Search code examples
pythonzipunzip

Extracting files from deep within a zip file in python


I am working on a script that can automate data extraction from a zip file that we get from the Sentinel 2B satellite.

The files I need from the zip file have a path something like this: zipfile.zip/somefolder.SAFE/GRANULE/main_folder/IMG_DATA/

They are all .jp2 files, and I need to extract them to another path with the following structure: my_path/main_folder/

I need to retain this main_folder name (it varies from file to file) from the zip file.

Ziplist is a list of zip file paths

for i in zipList:
    if not os.path.exists(basePath + '/Raw_data/' + os.path.basename(i)[:-4]):
        os.makedirs(basePath + '/Raw_data/' + os.path.basename(i)[:-4])

    zipped_file = zipfile.ZipFile(i, 'r')
    for file in zipped_file.namelist():
        if fnmatch.fnmatch(file, "*.jp2"):
            zipped_file.extract(file, basePath + '/Raw_data/' + os.path.basename(i)[:-4])
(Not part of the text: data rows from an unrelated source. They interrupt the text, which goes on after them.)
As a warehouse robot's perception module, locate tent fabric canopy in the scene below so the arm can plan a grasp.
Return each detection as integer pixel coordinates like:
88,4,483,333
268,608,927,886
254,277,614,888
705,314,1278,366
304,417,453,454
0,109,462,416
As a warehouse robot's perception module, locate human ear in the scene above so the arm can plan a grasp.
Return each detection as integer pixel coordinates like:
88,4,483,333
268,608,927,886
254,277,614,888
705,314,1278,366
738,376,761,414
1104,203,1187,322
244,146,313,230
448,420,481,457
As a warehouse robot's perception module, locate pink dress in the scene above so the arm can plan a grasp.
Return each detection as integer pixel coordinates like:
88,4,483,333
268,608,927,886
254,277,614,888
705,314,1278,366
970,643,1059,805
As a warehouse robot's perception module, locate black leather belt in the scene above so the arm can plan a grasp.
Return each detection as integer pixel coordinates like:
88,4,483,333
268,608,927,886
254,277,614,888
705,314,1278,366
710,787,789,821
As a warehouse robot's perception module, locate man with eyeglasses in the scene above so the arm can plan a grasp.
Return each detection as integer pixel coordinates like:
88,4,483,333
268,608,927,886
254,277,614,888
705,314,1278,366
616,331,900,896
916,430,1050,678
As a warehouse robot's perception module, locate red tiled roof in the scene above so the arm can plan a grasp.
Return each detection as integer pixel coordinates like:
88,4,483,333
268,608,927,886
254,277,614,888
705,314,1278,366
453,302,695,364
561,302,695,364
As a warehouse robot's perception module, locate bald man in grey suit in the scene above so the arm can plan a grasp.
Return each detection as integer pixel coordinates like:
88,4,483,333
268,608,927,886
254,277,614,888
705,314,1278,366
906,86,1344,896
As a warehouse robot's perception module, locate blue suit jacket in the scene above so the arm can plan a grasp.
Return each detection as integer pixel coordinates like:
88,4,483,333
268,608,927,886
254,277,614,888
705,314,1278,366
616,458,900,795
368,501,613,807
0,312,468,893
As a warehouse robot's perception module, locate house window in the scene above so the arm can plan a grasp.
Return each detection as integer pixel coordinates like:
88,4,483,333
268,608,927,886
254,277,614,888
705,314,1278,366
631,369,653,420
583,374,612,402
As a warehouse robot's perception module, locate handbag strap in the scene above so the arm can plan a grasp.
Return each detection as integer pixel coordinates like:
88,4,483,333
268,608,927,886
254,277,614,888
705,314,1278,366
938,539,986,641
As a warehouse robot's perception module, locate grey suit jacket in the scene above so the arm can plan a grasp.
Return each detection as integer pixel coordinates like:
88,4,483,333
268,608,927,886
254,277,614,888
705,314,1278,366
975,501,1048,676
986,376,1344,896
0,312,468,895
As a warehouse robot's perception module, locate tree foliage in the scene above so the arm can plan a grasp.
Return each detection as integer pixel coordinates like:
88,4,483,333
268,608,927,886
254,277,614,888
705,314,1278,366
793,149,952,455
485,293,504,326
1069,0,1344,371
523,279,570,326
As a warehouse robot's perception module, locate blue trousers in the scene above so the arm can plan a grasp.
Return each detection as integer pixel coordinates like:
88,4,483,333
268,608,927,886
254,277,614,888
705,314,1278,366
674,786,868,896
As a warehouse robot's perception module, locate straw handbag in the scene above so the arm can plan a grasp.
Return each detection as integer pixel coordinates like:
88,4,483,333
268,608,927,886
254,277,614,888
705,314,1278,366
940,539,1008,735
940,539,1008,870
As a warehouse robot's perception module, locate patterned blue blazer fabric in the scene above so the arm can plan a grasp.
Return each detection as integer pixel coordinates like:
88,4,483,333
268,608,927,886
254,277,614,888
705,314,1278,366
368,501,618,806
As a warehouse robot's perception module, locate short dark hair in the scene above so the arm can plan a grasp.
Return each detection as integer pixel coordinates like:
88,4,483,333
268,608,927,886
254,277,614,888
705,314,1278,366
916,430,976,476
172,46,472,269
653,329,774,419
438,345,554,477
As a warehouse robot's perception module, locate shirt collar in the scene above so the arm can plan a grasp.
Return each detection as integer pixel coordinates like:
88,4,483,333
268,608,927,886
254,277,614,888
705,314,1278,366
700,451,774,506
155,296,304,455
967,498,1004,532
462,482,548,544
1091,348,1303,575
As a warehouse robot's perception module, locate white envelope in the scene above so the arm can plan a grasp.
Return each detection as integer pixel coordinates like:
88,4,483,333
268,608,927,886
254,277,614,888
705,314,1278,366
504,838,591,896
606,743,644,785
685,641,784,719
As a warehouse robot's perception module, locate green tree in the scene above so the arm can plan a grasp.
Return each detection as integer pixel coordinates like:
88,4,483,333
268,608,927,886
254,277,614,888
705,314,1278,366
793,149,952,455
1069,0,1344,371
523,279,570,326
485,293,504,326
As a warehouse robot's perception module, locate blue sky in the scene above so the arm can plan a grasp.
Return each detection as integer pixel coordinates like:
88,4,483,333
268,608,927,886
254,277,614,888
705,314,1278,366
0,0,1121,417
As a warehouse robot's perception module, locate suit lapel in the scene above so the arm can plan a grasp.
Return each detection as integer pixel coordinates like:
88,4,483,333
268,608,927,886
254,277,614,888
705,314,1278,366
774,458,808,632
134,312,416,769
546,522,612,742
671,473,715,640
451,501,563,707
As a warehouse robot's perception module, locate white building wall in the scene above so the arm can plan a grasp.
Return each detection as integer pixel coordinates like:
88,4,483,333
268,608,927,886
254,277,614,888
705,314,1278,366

But this maintains the file structure of the zip file. I want just the .jp2 files in /Raw_data/os.path.basename(i)[:-4]


Solution

  • I figured it out:

    for i in zipList:
        folder_path = basePath + '/Raw_data/' + os.path.basename(i)[:-4]
        if not os.path.exists(folder_path):
            os.makedirs(folder_path)
        # print(os.path.basename(i))
        z = zipfile.ZipFile(i, 'r')
        for file in z.namelist():
            if fnmatch.fnmatch(file, "*.jp2") and str(file)[-8:-4] in ["_B02", "_B03", "_B04", "_B08"]:
                target = open(folder_path + '/' + os.path.basename(file), 'wb')
                target.write(z.read(file))
                target.close()
        z.close()
    

    I had to create a new file at the location, and copy over the jp2 file from the zip file to it.